2 pensieri su “Giuseppe Martella, “Il declino della vita”

  1. L’intervento è complesso e necessita di una analisi molto accurata. In prima approssimazione colgo la dicotomia liberismo/ambientalismo (io direi anche individualismo /socialità) come il vero centro della partita in cui si gioca il possibile “declino della vita”. E questo io lo condivido in pieno. L’intervento reca infine quella che secondo me è la cosa essenziale : su quale livello impostare la partita. E dice : “La diagnosi qui tratteggiata a grandi linee escluderebbe ovviamente la praticabilità di ogni tipo di localismo o di sovranismo, comportando una rivoluzione copernicana di ordine etico-politico, con lo spostamento, a livello sia deontologico che istituzionale, dell’accento dalla rivendicazione dei diritti alla sottoscrizione dei doveri da parte di individui e gruppi sociali, di tutti e di ciascuno.” Da giurista e studioso della storia delle istituzioni osservo. 1- Le transizioni dei modi di produzione fin qui conosciute (schiavistica , feudale, capitalistica) sono sempre state attraversate da essenziali passaggi istituzionali a volte anticipatori del futuro assetto economico. Il caso più eclatante è il processo di codificazioni e consolidazioni che furono la culla del capitalismo. Qui il diritto giunse prima non a consacrare il fatto ma ad anticiparlo .. Noi stiamo assistendo al crollo di quell’impianto giuridico che prefigura scenari di neoparticolarismo. Così come accadde dopo il massimo sforzo di tenere in piedi l’Impero con la Codificazione giustinianea e il tentativo di “renovatio imperii”. 2- Se tanto mi da tanto il localismo e il sovranismo questo sottintendono e l’ unica via per un “ambientalismo” vissuto responsabilmente in modo globale non può che essere una via Costituzionale (Sulla rilevanza delle “istituzioni giuridiche” nei processi in atto cfr. Roberto Esposito “Da fuori”). Di tanto si rende conto anche Giuseppe Martella nella frase che ho citato e che lui colloca in chiusa. Questo è , per così dire, l’aspetto “politico” del tutto. Ma credo sia ineludibile per sottrarci ad esercizi di triste elegia. Su tutto il resto l’analisi va approfondita specie su quell’ambientalismo non antropocentrico di cui nel saggio si parla.
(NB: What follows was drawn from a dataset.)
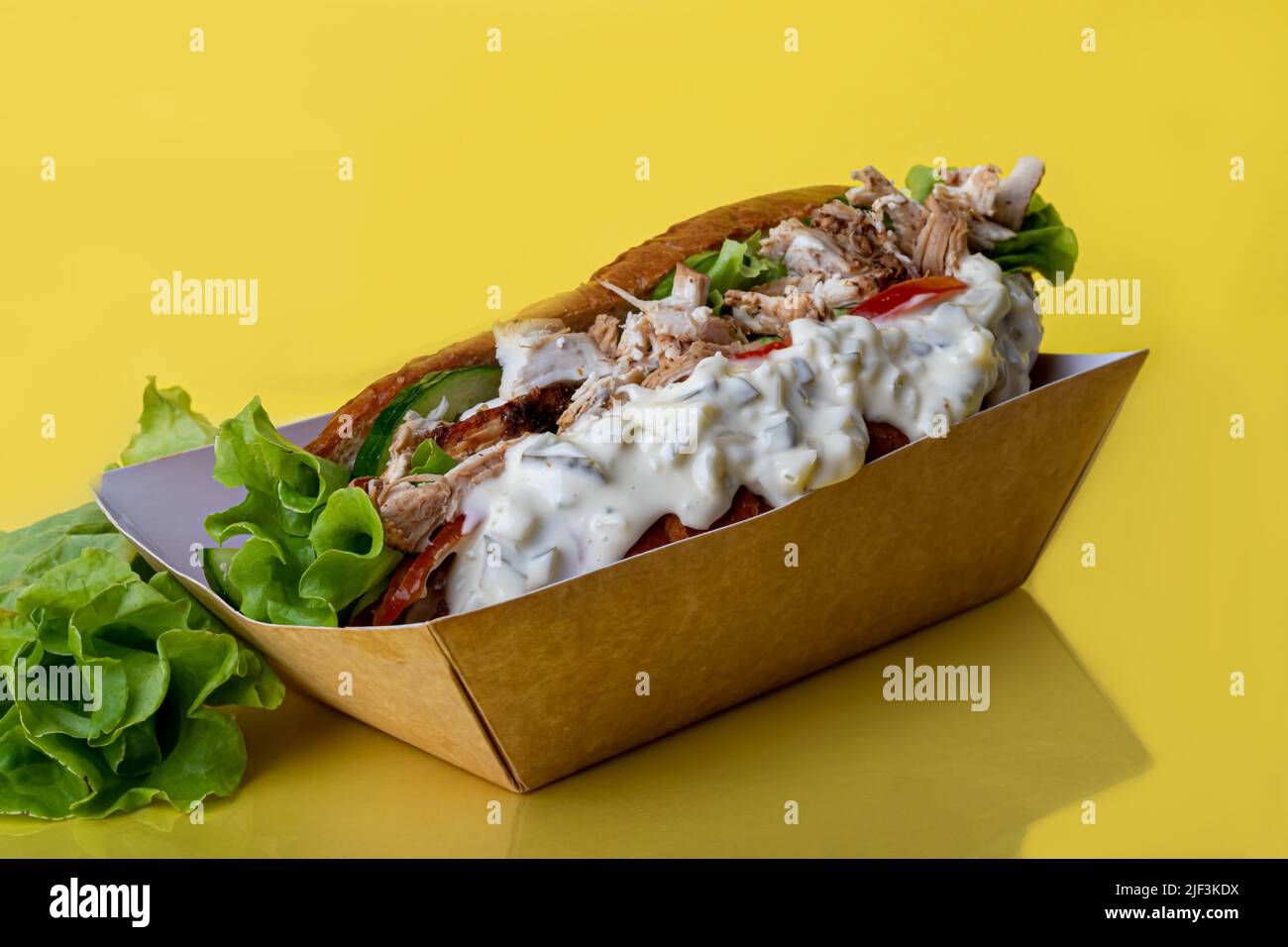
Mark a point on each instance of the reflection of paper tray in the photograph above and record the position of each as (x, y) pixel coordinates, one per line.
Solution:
(531, 689)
  2. Uno scontro fra neoliberismo e ambientalismo? In giro di libertà purtroppo c’è ne è poca. Io direi, piuttosto, uno scontro fra interessi economici monopolistici e ambiente. Purtroppo il neoliberismo, così come lo intendeva Foucault, non c’è. Avrebbe dovuto essere la richiesta agli individui di essere imprenditori di se stessi. Così Foucault lo spiega nel corso di Biopolitica. Quello che c’è, invece, sono giganti monopolistici del web che privano della libertà i piccoli e competono con gli Stati.